De hecho, Rusia es el país más asiático de Europa y el más europeo de Asia.
Observar con atención, de oeste a este y de este a oeste, repetidas veces, un mapa de pared a gran escala de toda Rusia ayuda a comprender la afirmación anterior, sin que este hecho geográfico haya cuestionado, hasta ahora, el enraizamiento profundo de la historia, política y cultural, rusa en la europea.
Sin embargo, después de siglos de debate intelectual, cultural y artístico, sobre cuál es la verdadera naturaleza del alma rusa –русская душа, en ruso-, las clases dirigentes rusas parecen haber llegado a la conclusión de que no quieren saber nada de Europa en el futuro, a pesar de los intentos que Francia y Alemania siguen haciendo para lo contrario, es decir, para encontrar un lugar para Rusia en Europa, como ambas suelen decir, de forma condescendiente.
Desde el colapso de la Unión Soviética, Rusia siente que Occidente no sólo ha rechazado sus intentos de aproximación y de integración en la arquitectura de seguridad de Europa -que incluyeron la solicitud de ingresar en la OTAN, a través de la carta que el anterior presidente de Rusia, Boris Yeltsin, envió, a tal efecto, a los cuarteles generales de la organización, en Bruselas, y en cuya caja fuerte se guarda-, sino que, con sus promesas incumplidas, ha intentado engañar a Rusia sobre sus verdaderas intenciones hacia ella.
La ecuación planteada por el hecho de que 21 países de la UE sean miembros de la OTAN ratifica al presidente Vladimir Putin en su convicción de que ambas organizaciones no son más que las dos caras de una misma moneda.
El conflicto en Ucrania terminará como normalmente terminan todos, es decir, con un acuerdo de paz en el que, como suele suceder, el derrotado aceptará las condiciones que le imponga el vencedor.
En este caso, Ucrania tendrá que someterse a las exigencias de Rusia y, cuanto más tarde en hacerlo, éstas serán más numerosas y onerosas.

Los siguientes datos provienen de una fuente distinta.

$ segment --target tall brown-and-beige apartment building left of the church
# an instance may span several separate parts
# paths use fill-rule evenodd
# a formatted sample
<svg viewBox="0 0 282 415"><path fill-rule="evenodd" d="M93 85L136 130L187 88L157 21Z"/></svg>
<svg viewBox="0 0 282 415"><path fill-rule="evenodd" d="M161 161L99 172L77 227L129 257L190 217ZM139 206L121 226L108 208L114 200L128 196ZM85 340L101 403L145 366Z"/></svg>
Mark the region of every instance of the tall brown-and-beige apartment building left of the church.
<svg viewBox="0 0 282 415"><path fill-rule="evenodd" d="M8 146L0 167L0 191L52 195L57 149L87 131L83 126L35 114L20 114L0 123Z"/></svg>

Las obligaciones de esa capitulación ucraniana incluirán olvidarse de cualquier debate futuro sobre la soberanía rusa de la península de Crimea, aceptar la independencia de las repúblicas de Donetsk y de Lugansk, en la región del Donbas, en toda la extensión de su territorio, de acuerdo con la constitución ucraniana actual, someterse a que procesos similares tengan lugar en las regiones de Odesa, de Nicolaiev, de Jerson, de Zaporiyia, de Dnipropetrovsk y de Járkov -de tal forma que la Ucrania resultante dejará de tener salida al Mar Negro-, olvidar su aspiración de incorporase a la OTAN y a la UE y, por último, aceptar que la nueva Ucrania no vuelva a tener, ni a entrenar unas Fuerzas Armadas que puedan representar una amenaza para Rusia.

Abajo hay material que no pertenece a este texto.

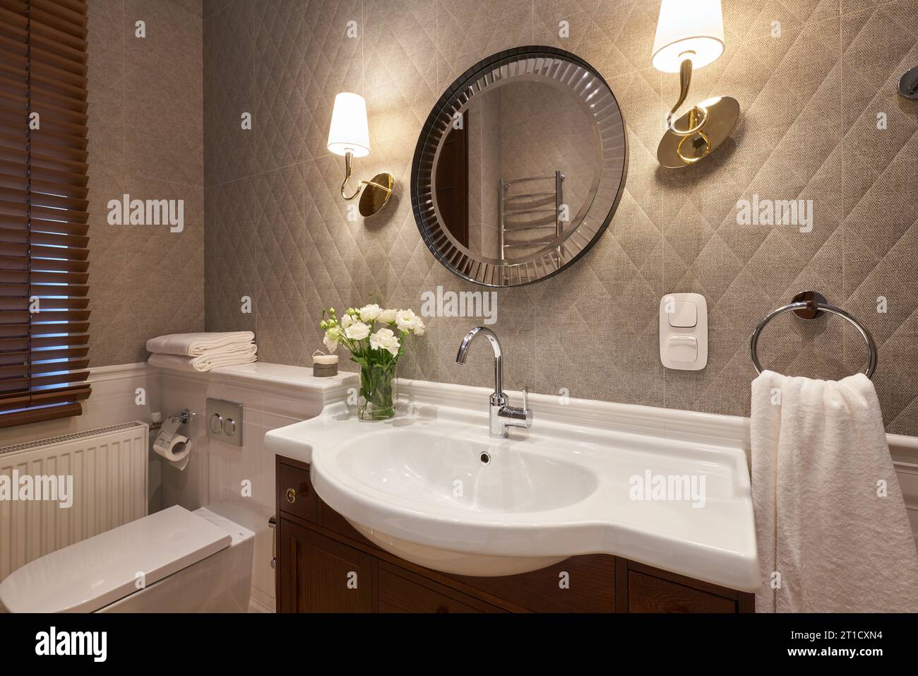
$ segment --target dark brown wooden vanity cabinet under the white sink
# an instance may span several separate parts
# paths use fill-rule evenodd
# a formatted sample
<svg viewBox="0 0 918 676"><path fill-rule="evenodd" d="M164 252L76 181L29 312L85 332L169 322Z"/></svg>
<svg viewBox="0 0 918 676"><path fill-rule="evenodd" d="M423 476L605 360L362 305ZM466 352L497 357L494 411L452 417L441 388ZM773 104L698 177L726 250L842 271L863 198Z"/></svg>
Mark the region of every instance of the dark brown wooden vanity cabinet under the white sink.
<svg viewBox="0 0 918 676"><path fill-rule="evenodd" d="M319 499L309 467L277 456L279 613L748 613L754 595L624 558L572 557L521 575L448 575L398 558Z"/></svg>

De esta resolución del enfrentamiento, la UE saldrá debilitada y su influencia en el mundo se hundirá y EE. UU. comprobará que, en muchas regiones del planeta, se le habrá perdido el respeto.
Ser optimista sobre lo anterior es engañarse a uno mismo.
Este es el mundo hacia el que nos encaminamos por haber permitido que Biden y su equipo hayan provocado, en suelo europeo, un duelo, al que han arrastrado a los países de Europa, contra la primera potencia nuclear del mundo.